The probability after suppressing the neuron.
The percentage change (delta) in probability, showing how much the suppression of the knowledge neuron affected the prediction.

Quiz 8

In the example code, you explored how suppressing a specific knowledge neuron (layer 9, neuron 1094) affects the prediction probabilities of determiners like “this”, “that”, “these”, “those”, “the”, and “some”.
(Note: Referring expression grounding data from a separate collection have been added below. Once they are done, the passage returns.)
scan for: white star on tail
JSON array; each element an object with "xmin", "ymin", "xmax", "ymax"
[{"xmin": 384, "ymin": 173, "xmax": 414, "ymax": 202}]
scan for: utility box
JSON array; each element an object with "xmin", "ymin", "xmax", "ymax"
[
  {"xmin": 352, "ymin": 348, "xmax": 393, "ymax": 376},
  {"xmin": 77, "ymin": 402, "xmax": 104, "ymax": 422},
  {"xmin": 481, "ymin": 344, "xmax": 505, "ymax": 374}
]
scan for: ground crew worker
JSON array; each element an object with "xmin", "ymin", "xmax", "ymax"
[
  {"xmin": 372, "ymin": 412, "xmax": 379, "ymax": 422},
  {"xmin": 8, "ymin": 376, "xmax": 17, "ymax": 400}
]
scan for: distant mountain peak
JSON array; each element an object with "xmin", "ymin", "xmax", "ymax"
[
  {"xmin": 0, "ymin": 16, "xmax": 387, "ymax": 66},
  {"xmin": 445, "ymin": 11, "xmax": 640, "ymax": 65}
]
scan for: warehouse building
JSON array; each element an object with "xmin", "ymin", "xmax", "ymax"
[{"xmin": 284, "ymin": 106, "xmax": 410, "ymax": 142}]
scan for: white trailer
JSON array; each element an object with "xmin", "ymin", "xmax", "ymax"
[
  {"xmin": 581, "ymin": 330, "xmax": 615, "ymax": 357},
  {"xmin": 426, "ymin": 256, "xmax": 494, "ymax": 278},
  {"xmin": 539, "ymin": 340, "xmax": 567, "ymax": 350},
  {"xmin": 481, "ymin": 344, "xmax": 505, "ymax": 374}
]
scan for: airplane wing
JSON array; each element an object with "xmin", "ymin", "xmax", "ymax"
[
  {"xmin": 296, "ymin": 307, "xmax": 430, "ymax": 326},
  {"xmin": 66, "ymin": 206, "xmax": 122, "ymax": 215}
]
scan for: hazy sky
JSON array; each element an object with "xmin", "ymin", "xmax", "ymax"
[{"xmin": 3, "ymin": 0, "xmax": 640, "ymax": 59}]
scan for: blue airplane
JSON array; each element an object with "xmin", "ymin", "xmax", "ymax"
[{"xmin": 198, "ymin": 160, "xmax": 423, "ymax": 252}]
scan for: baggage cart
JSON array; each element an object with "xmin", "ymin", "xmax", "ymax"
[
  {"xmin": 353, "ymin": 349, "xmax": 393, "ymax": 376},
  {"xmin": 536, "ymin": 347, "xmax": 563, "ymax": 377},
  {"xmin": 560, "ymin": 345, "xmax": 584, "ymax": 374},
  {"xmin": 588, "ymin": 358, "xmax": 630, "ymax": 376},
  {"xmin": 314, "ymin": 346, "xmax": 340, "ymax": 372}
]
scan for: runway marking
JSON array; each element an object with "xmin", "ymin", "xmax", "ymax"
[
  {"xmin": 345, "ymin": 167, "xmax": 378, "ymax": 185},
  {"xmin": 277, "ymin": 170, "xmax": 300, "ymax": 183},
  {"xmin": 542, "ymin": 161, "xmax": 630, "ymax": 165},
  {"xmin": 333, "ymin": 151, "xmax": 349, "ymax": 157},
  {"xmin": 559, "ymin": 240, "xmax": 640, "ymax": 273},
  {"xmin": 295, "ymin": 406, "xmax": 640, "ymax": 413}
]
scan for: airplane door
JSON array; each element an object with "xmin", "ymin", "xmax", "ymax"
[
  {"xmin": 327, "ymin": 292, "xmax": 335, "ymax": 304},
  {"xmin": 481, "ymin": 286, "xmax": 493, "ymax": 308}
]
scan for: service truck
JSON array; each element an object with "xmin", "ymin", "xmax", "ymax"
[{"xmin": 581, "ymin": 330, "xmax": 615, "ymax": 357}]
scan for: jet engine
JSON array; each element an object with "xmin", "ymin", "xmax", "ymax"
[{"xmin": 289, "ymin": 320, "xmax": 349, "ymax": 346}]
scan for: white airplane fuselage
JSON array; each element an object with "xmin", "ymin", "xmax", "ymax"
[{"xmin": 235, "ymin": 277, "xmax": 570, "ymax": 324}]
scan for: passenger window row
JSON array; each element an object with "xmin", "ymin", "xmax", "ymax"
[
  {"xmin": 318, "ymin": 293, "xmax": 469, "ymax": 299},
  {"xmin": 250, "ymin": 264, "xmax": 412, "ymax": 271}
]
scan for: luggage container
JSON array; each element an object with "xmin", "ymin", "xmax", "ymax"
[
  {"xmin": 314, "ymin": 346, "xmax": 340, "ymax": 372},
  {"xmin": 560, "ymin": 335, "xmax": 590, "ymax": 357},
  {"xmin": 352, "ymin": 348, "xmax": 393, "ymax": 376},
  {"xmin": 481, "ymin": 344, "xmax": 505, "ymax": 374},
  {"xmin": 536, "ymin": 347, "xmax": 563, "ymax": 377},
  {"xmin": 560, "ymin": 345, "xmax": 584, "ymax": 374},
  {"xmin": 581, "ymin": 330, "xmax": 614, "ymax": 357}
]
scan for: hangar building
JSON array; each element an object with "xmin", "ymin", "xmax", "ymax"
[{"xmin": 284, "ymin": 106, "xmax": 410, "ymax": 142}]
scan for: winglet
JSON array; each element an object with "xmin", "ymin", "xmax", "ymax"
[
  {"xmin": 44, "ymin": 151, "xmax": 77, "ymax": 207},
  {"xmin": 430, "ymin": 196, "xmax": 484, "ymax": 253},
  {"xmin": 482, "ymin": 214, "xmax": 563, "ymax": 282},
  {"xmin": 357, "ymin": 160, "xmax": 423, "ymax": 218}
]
Now, it’s your turn! Follow the steps below to compute and report the probability delta (the percentage change) for the determiner “a” using the sentence Raymond is selling [MASK] sketches..

Instructions

Add the determiner “a” to the list of determiners in the code.
Compute the original probability of predicting “a” for the masked token.
Suppress the knowledge neuron (layer 9, neuron 1094) as done in the example.
Compute the probability of “a” after suppressing the neuron.
Calculate the probability delta (the percentage change) using the formula:
$\text{delta} = \frac{\text{probability after suppression} - \text{original probability}}{\text{original probability}} \times 100$
Report the delta for the determiner “a”.